Healthcare for people with neurodegenerative disorders must extend beyond the clinic walls into their communities. The not-for-profit national and state associations in Australia, such as those for dementia, Parkinson’s disease, multiple sclerosis, motor neurone disease and Huntington’s disease, have key roles in raising awareness about the disease, providing support services and advocacy, and promoting and facilitating research (Box 3). The patient’s local community can also fill the gap in healthcare that may not be provided through formal services. An example is the Compassionate Communities Connectors Program in Western Australia (https://comcomnetworksw.com/), which enlists community volunteers to provide practical and social support for people with advanced chronic conditions and life-limiting illnesses. Evaluation of the program’s outcomes showed reduced social isolation, improved coping with daily activities and an increase in supportive networks.35

Patients and their families

Patients and their families are the most undervalued assets in the healthcare system. Their potential to affect outcomes should be leveraged fully. To manage their chronic, progressive diseases, they need information to promote health literacy, motivation to improve their health behaviours and support with self-management skills. Effective self-management (e.g. adherence to medications, consistent exercise and proper nutrition) helps minimise complications, symptoms and disabilities associated with the chronic condition.36

What have patients and families reported as missing from their care?

People with dementia and their caregivers have identified the need for improved access to support and services, and improved communication and attitudes of healthcare providers.37 In recent Australian surveys, people with Parkinson’s disease have prioritised the need for improved personalised healthcare information, better continuity of care and collaboration between healthcare professionals.38 People with multiple sclerosis have highlighted the need for greater transparency and communication.39 People with motor neurone disease and their caregivers have also emphasised the need for improved service co-ordination, empathy and professional knowledge.40 This information can assist Australian healthcare teams in better targeting their practice models to deliver more integrated care for people living with neurodegenerative disorders.

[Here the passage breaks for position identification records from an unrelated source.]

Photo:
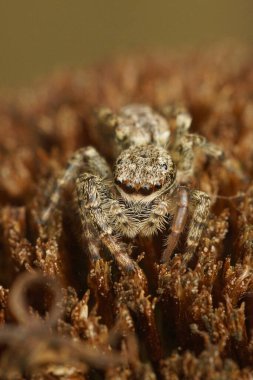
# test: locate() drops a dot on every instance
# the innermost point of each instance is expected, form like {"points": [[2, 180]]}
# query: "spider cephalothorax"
{"points": [[144, 170], [144, 190]]}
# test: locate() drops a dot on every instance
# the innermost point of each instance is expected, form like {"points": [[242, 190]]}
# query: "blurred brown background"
{"points": [[37, 37]]}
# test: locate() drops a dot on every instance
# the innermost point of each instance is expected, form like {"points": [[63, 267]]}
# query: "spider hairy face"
{"points": [[144, 172]]}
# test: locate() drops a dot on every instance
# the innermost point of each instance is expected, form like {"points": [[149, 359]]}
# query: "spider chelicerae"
{"points": [[145, 190]]}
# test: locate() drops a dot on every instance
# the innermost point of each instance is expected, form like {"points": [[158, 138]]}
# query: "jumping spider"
{"points": [[146, 186]]}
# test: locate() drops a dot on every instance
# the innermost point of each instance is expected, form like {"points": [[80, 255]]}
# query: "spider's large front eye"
{"points": [[129, 188], [158, 186], [118, 182], [146, 190]]}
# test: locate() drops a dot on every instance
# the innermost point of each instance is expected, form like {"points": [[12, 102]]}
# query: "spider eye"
{"points": [[158, 186], [145, 190], [129, 188]]}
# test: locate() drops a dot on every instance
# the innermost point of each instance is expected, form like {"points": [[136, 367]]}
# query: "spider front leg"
{"points": [[178, 223], [86, 158], [95, 206], [200, 202], [183, 153]]}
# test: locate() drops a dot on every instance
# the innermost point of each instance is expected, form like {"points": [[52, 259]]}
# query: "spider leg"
{"points": [[95, 201], [85, 158], [183, 154], [201, 206], [178, 223]]}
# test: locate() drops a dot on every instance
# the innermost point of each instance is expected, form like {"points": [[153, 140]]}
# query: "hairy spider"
{"points": [[146, 187]]}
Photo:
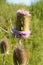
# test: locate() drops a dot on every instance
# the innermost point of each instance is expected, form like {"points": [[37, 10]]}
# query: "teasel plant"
{"points": [[4, 48], [19, 54]]}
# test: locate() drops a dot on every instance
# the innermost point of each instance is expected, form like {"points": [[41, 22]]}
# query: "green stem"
{"points": [[3, 62]]}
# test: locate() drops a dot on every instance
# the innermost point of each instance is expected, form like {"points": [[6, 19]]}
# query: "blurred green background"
{"points": [[34, 44]]}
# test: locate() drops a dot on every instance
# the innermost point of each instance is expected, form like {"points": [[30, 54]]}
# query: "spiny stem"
{"points": [[3, 62]]}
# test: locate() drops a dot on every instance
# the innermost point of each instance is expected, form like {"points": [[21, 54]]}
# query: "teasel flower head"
{"points": [[19, 56], [4, 46]]}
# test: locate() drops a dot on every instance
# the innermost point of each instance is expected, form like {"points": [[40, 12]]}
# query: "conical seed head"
{"points": [[23, 20]]}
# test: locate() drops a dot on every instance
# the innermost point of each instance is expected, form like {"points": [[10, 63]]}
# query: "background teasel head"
{"points": [[23, 20], [4, 46], [19, 56]]}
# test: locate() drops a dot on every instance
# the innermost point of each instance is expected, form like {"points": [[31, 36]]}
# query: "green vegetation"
{"points": [[34, 44]]}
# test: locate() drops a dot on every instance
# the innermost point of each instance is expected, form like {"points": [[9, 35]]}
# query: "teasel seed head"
{"points": [[20, 56], [4, 46]]}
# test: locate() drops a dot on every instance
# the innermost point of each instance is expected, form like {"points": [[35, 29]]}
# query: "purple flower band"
{"points": [[21, 34], [24, 12]]}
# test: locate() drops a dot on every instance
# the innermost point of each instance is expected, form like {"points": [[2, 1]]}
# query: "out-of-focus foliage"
{"points": [[34, 44]]}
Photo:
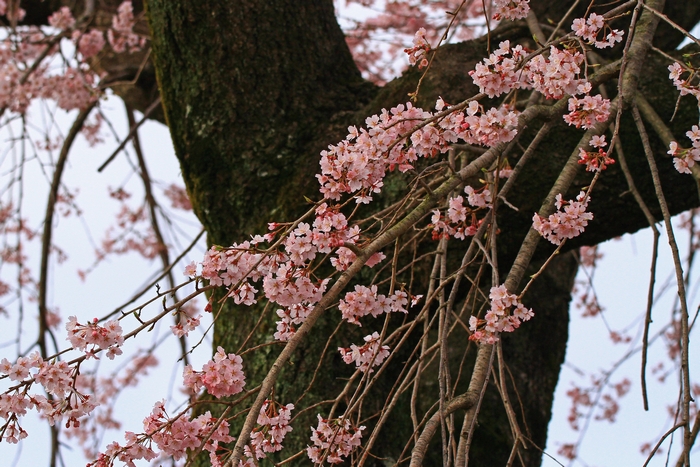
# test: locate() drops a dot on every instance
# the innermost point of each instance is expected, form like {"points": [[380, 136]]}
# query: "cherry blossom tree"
{"points": [[385, 262]]}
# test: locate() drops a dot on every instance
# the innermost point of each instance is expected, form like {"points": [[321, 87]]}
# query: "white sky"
{"points": [[620, 281]]}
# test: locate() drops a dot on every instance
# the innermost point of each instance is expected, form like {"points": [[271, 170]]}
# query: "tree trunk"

How can we improve care integration?

Understanding and respecting the roles of each discipline contribute to improved collaborative care. Effective collaboration and communication across disciplines and with patients and their families are essential to setting goals that most accurately reflect a patient’s needs. This is enabled by shared care planning and information exchange, utilising digital and assistive technologies and implementing telehealth. Medicare Benefits Schedule items 747, 750 and 758 support the participation of Australian GPs in multidisciplinary team meetings, which can take place either face to face, over the phone or via telehealth. Telehealth can also support the continuity of care for people who are unable to travel to the clinic and self-management (e.g. through the use of educational videos and health management apps for mobile devices). Intersectoral care co-ordination by a designated care co-ordinator, such as a nurse specialist or social worker, is important to reduce care fragmentation and duplication.

Conclusion

The model of care for people living with neurodegenerative disorders needs to adopt a multidisciplinary approach, with patients and their families as active participants in their care, supported by their healthcare team and community. Each member of the team is valued for their unique skills; however, there is a need to improve care integration to achieve optimal care experiences and health outcomes for patients and their families.  MT

COMPETING INTERESTS: Dr Lie and Associate Professor Mathers: None. Professor Phan has received support from Bayer, Pfizer and Boehringer Ingelheim. Professor Ma is a Founding Member of the Clinical Council of the Australasian Stroke Academy; Committee Member of the Stroke Society of Australasia; and Co-Chair of the Australian Stroke Trial Network.